Der Tanz- und Speisesaal ist jedoch nur die Peripherie, durch die über ein paar Treppen der Weg hoch auf die Kleinkunstbühne, das eigentliche Hoheitsgebiet dieses Abends, führt. Dort stehen die Figuren, halten kleine Monologe oder spitzen ihre Auftritte in verslapstickten kleinen Varieténummern zu: weiße Kaninchen aus dem Hut zaubern, Tücher im Ärmel verschwinden lassen, Tischtennisbälle aus dem Mund schieben, als lege eine Henne Eier im Rekordrhythmus. Magische Wunderkisten tauchen auf der Bühne auf, legt man eine Wurst unter die Silberschüssel, kommt unter der anderen Geld hervor. So einfach ist das mit dem Wirtschaftskreislauf oder etwa nicht? „Was war jetzt der Trick und wovon sollte er ablenken?“ Das ist der Lieblingssatz, mit dem sich die Schauspieler immer wieder ihre kleinen Vorführungen unterbrechen.
„Konfetti! Ein Zauberabend für politisch Verwirrte“ lautet der umständliche Titel, und es bleibt verrätselt in der Schwebe, ob mit den Zauberern nun die Politiker oder die Konsumenten gemeint sind. Beides wäre möglich, denn das Tricksen und Täuschen stellt sich hier als die Natur der Figuren heraus, und so wie sie in ihren Zaubernummern erst richtig in Fahrt geraten, ziehen sie auch die Problematik des Bananenimports, organisierter Friedensdemos, Verwertungsketten und Verweigerungshaltungen langsam, aber sicher mit aus dem Hut. Man kann das allzu harmlos finden, aber es ist mehr als Varieténummernspiel. Der Abend ist dem desolaten Gefühl von Kriegsangst und Ohnmacht geschuldet, auch wenn der Ausnahmezustand als Heile-Welt-Zauberspiel daherkommt.

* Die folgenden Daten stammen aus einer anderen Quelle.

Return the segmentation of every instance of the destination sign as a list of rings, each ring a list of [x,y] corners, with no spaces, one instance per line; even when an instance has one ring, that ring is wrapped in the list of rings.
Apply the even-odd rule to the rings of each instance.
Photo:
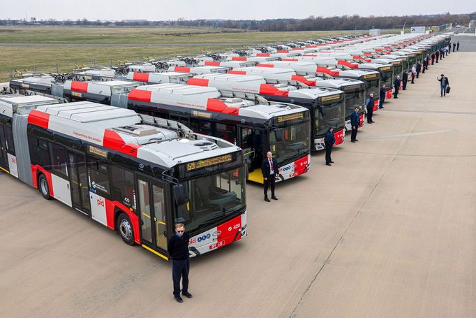
[[[320,101],[336,101],[337,99],[341,99],[341,94],[325,96],[324,97],[320,98]]]
[[[107,152],[101,150],[94,146],[88,145],[88,152],[92,154],[96,154],[96,156],[102,157],[103,158],[107,159]]]
[[[278,122],[284,122],[289,120],[302,120],[304,117],[303,113],[298,113],[297,114],[286,115],[285,116],[279,116],[278,117]]]
[[[376,78],[378,75],[378,74],[367,74],[364,75],[364,78],[367,79],[367,78]]]
[[[211,118],[211,114],[209,113],[199,112],[197,110],[192,110],[192,117],[198,118]]]
[[[200,168],[205,168],[210,166],[214,166],[219,164],[225,164],[226,162],[232,161],[232,155],[225,154],[224,156],[215,157],[214,158],[209,158],[197,161],[189,162],[187,164],[187,171],[192,171],[193,170],[200,169]]]

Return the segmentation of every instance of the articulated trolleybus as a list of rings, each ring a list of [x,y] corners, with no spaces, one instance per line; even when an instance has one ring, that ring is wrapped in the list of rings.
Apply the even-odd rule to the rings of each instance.
[[[191,256],[246,235],[240,148],[131,110],[56,102],[0,97],[2,170],[165,259],[175,223]]]

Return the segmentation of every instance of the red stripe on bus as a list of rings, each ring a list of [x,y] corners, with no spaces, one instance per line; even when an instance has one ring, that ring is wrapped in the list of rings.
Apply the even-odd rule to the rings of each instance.
[[[189,67],[183,67],[183,66],[175,66],[174,68],[174,71],[176,72],[185,72],[185,73],[190,73],[190,68]]]
[[[82,92],[83,93],[87,93],[88,91],[88,83],[86,82],[71,82],[71,90],[75,92]]]
[[[208,86],[208,82],[206,78],[191,78],[187,80],[187,85]]]
[[[147,101],[151,102],[151,96],[152,92],[151,91],[144,91],[143,89],[133,89],[129,92],[128,99],[133,101]]]
[[[246,75],[244,71],[228,71],[228,74]]]
[[[207,66],[219,66],[220,62],[214,61],[205,61],[205,65]]]
[[[261,84],[260,85],[260,93],[264,95],[288,96],[289,92],[278,89],[271,84]]]
[[[119,133],[110,129],[104,131],[103,145],[106,148],[112,149],[132,157],[137,156],[137,150],[139,149],[138,145],[126,143]]]
[[[208,99],[207,110],[209,112],[223,113],[224,114],[238,115],[239,107],[230,107],[221,101],[215,99]]]
[[[133,80],[139,82],[149,82],[149,73],[134,73]]]
[[[47,129],[50,123],[50,114],[33,110],[28,115],[28,123]]]

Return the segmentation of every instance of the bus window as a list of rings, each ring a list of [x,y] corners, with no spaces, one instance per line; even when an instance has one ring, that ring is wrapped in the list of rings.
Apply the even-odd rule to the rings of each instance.
[[[107,164],[89,157],[87,161],[89,185],[98,195],[107,196],[110,193]]]
[[[111,166],[112,199],[135,210],[134,174],[117,166]]]
[[[66,149],[59,145],[50,143],[51,170],[64,178],[68,175],[66,163]]]
[[[235,125],[216,123],[216,136],[236,145]]]
[[[211,136],[211,122],[206,120],[190,119],[190,127],[193,132]]]

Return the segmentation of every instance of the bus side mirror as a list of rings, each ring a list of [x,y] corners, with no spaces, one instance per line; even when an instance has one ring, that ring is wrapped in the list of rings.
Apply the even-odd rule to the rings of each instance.
[[[276,140],[279,142],[279,141],[283,141],[283,129],[282,128],[278,128],[277,129],[274,129],[274,133],[276,134]]]
[[[187,196],[183,185],[176,185],[173,187],[174,198],[177,205],[185,204],[187,201]]]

Die fünf Schauspieler legen allesamt fulminante Soli furiosi vor. Viel Slapstick und viel Verzweiflungschoreografie liefern den Zuschauern viele Ablenkungsmanöver von dem, worum es eigentlich in dem Text geht: Wie kann man selbst sein, wenn alles um einen herum manipuliert wird? Die Reaktion auf die totale Überforderung ist bei Lausund die verdoppelte Verweigerung alles Politischen: „Ich tue nichts, weil ich gar nicht weiß, um was es geht.“ Der hohe Schmunzelfaktor hält die Verzweiflung in Zaum. Und wenn die Figuren mit leicht hängenden Köpfen an ihren Tisch zurückschleichen, bleibt zumindest die Abendkleidung in Form.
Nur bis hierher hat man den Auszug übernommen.